Unless you’re a lawyer who is fine with disrupting the business of your API’s consumers: the observed range of values handled by your service over time become part of your service’s implicit contract.

What is the best practice?

Use the full domain of your interface types. If you vend an int64 you should be using the full domain. Unless you want consumers to depend on incrementing numerics in some identity field avoid using “relative” numerics. If you’re using a string you should be vending values that contain at least parts of every major character class. That means numbers, letters (of mixed case), and every symbol you can think of.

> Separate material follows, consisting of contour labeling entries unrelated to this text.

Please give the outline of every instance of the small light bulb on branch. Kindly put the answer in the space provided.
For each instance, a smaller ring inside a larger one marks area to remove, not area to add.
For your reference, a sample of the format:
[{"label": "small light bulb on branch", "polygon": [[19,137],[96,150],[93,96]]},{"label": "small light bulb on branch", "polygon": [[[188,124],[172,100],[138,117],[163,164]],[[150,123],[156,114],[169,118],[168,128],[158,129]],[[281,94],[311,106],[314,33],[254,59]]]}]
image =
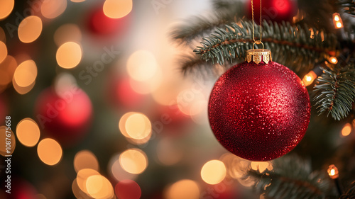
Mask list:
[{"label": "small light bulb on branch", "polygon": [[337,64],[338,63],[338,59],[335,57],[330,57],[328,61],[333,64]]},{"label": "small light bulb on branch", "polygon": [[339,171],[338,168],[335,166],[334,164],[329,165],[328,167],[328,174],[329,177],[334,180],[335,183],[335,186],[337,186],[337,190],[338,191],[338,193],[341,195],[343,193],[343,191],[342,186],[340,186],[340,182],[339,181]]},{"label": "small light bulb on branch", "polygon": [[308,86],[313,83],[317,77],[318,77],[318,76],[315,73],[315,72],[310,71],[308,74],[305,75],[302,81],[303,81],[303,84],[305,84],[305,86]]},{"label": "small light bulb on branch", "polygon": [[339,178],[338,168],[337,168],[334,164],[329,165],[328,168],[328,174],[333,180]]},{"label": "small light bulb on branch", "polygon": [[333,13],[333,23],[336,29],[343,28],[343,21],[338,13]]}]

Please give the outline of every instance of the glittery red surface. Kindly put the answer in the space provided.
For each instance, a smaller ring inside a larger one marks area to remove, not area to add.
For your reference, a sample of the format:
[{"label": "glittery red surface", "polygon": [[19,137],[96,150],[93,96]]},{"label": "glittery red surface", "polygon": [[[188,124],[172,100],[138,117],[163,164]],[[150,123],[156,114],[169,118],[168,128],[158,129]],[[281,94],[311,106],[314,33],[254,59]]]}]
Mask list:
[{"label": "glittery red surface", "polygon": [[308,127],[310,103],[300,79],[276,63],[244,62],[217,80],[209,96],[209,123],[229,152],[268,161],[291,151]]}]

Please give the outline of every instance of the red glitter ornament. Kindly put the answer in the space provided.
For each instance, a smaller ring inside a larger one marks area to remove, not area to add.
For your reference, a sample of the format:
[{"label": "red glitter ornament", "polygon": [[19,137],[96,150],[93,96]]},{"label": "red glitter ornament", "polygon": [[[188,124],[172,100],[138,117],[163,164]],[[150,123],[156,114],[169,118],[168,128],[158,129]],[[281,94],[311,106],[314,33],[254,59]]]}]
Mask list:
[{"label": "red glitter ornament", "polygon": [[266,55],[247,55],[248,62],[222,75],[208,105],[218,141],[253,161],[268,161],[291,151],[303,137],[310,117],[310,97],[300,79]]}]

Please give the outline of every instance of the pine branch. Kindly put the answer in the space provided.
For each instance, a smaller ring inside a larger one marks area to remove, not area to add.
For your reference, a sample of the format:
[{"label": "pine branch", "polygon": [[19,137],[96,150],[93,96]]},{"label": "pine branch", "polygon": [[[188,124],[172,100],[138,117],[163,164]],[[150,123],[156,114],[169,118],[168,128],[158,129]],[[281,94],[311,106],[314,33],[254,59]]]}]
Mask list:
[{"label": "pine branch", "polygon": [[320,115],[327,113],[337,120],[346,117],[355,100],[355,68],[354,64],[341,69],[324,69],[318,78],[314,101]]},{"label": "pine branch", "polygon": [[[202,39],[202,46],[194,52],[202,59],[219,64],[224,64],[226,60],[234,62],[244,57],[246,50],[252,48],[253,25],[250,21],[241,20],[239,24],[226,25],[225,29],[217,28],[211,36]],[[332,34],[315,29],[310,31],[306,26],[292,26],[289,23],[278,24],[264,21],[262,28],[265,48],[275,52],[273,59],[296,73],[311,69],[314,62],[328,57],[337,43]],[[259,31],[260,26],[256,25],[256,35]]]},{"label": "pine branch", "polygon": [[284,157],[273,161],[273,168],[262,173],[251,169],[247,176],[256,179],[254,188],[266,198],[326,198],[334,195],[327,173],[312,171],[310,161]]}]

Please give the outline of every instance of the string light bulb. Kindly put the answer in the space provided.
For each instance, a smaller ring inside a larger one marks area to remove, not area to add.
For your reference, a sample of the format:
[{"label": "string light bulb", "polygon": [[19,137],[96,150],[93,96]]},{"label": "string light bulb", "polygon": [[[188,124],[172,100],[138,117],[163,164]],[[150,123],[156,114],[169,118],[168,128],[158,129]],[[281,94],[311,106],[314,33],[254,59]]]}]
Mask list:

If this sounds like a pain you could always just use smaller types. Maybe use an int8 or int16 when you’re talking about number of service replicas? It really depends on your use-case but the point is to turn input validation into a domain problem as often as possible (kinda like containers turn access control problems into domain problems).

The Bad News

The bad news is that once you “widen” the valid domain of service types in a published API it is particularly difficult to narrow them. Doing so typically requires versioning the whole API which in a SaaS scenario means running two versions of the service. If you can get away with narrowing something then you should do so as quickly as possible. Do it before you take on that one consumer who simply cannot migrate and cannot be broken. Do it before you earn yourself a SaaS prison sentence.